Variables in this analysis include:

  • The difference in the ELO ratings between contestants, which accounts for the success rate of each team according to the entire history of international football matches. This proves to be the most powerful variable in the model.
  • The average number of goals scored by the team in the last 10 mandatory international games.
  • The average number of goals received by the opposing team over the last 5 mandatory international games.
  • A country-specific dummy (that is, binary) variable indicating whether the game in question took place at a World Cup. This variable is meant to capture whether a team has a tendency to systematically outperform (such as Germany, the team that has made it to the highest number of finals) or under-perform (that’s historically a disgraceful habit of Spain – only broken in 2010, and vigorously renewed yesterday). They only include this variable for countries that have participated in a sufficient number of post-1960 World Cup games (Brazil, Germany, Argentina, Spain, Netherlands, England, Italy and France).
  • A dummy variable indicating whether the team played in its home country.
  • A dummy variable indicating whether the team played on its home continent, with coefficients that are allowed to vary by country.

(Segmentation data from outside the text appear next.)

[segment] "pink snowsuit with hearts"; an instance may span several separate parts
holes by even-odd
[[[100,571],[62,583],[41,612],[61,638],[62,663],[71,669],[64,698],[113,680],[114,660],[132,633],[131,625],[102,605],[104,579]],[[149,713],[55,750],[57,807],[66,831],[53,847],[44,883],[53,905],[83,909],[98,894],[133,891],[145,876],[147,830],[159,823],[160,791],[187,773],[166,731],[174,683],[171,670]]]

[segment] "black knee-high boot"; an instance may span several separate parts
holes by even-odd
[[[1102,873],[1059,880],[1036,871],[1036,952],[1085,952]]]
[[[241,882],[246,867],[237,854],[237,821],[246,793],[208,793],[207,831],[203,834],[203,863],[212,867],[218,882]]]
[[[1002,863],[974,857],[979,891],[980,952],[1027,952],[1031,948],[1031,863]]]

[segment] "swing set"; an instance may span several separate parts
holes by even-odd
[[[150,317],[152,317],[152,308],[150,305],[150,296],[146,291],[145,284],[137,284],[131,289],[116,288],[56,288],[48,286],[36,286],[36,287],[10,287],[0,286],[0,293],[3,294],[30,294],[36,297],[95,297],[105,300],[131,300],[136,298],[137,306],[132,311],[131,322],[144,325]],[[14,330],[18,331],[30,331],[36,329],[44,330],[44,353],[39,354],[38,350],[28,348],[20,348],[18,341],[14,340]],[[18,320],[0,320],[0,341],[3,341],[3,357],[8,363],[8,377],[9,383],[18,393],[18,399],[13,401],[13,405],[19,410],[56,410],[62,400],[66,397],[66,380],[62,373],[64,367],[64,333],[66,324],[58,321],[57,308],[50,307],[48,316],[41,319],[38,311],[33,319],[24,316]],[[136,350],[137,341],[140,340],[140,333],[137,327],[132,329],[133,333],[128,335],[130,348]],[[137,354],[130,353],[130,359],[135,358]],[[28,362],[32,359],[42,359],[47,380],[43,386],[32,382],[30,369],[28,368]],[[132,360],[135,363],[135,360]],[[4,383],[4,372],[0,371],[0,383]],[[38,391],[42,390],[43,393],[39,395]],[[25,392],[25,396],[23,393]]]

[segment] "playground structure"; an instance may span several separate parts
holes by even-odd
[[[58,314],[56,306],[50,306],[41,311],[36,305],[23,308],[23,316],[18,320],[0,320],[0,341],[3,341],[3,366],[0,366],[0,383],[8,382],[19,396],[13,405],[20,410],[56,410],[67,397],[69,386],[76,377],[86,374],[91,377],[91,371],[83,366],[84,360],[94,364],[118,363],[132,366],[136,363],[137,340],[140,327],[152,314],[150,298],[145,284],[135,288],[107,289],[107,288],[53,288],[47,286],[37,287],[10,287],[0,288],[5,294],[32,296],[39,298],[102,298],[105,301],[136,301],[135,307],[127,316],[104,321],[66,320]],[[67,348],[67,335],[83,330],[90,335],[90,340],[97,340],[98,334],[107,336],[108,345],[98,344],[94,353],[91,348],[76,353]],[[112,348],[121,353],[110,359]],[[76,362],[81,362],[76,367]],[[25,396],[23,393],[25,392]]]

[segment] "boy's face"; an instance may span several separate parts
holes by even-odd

A simulation with 100,000 draws was then generated for each game and used to predict the results of individual games based upon the coefficients mentioned below. Some predictions that hit the nail right in the head (Korea 1–1 Russia and Argentina 2-1 Bosnia) seem to suggest the accuracy of this model.

However, and maybe because statistics cannot account for the performance (or even presence) of individual players, human judgment and (sadly) the probability that spurious interests actually do exist, the success rate of these predictions is pretty modest until now: in only 7 out of 20 matches so far it could predict the result (be it a draw or who would be the winner), and it just hit the exact result twice, both results mentioned lines above. This gets worse when one notices huge misses such as pushing Spain for semi-finals when they bought their tickets back home as early as after game 2.

(Note that we don’t need to quote a legendary oracle like Paul The Octopus, with 12 correct guesses out of 14 tries, to find precedents of way better success rates. Actually, pretty much everyone the author knows seems to be doing way better in predictions, which could end up with him losing numerous bets with friends).

Anyways, despite the interest in building this type of models and using the same principles for Data Mining, the author begs for as much deviation as possible between predictions and reality, even if it implies that the National Team to wave fans goodbye in week 2. It would mean that, to some extent, soccer is still a game in which everything boils down to passing and dribbling a ball through a rough sea of proud opponents – one that refuses, and will always refuse, to be systematized.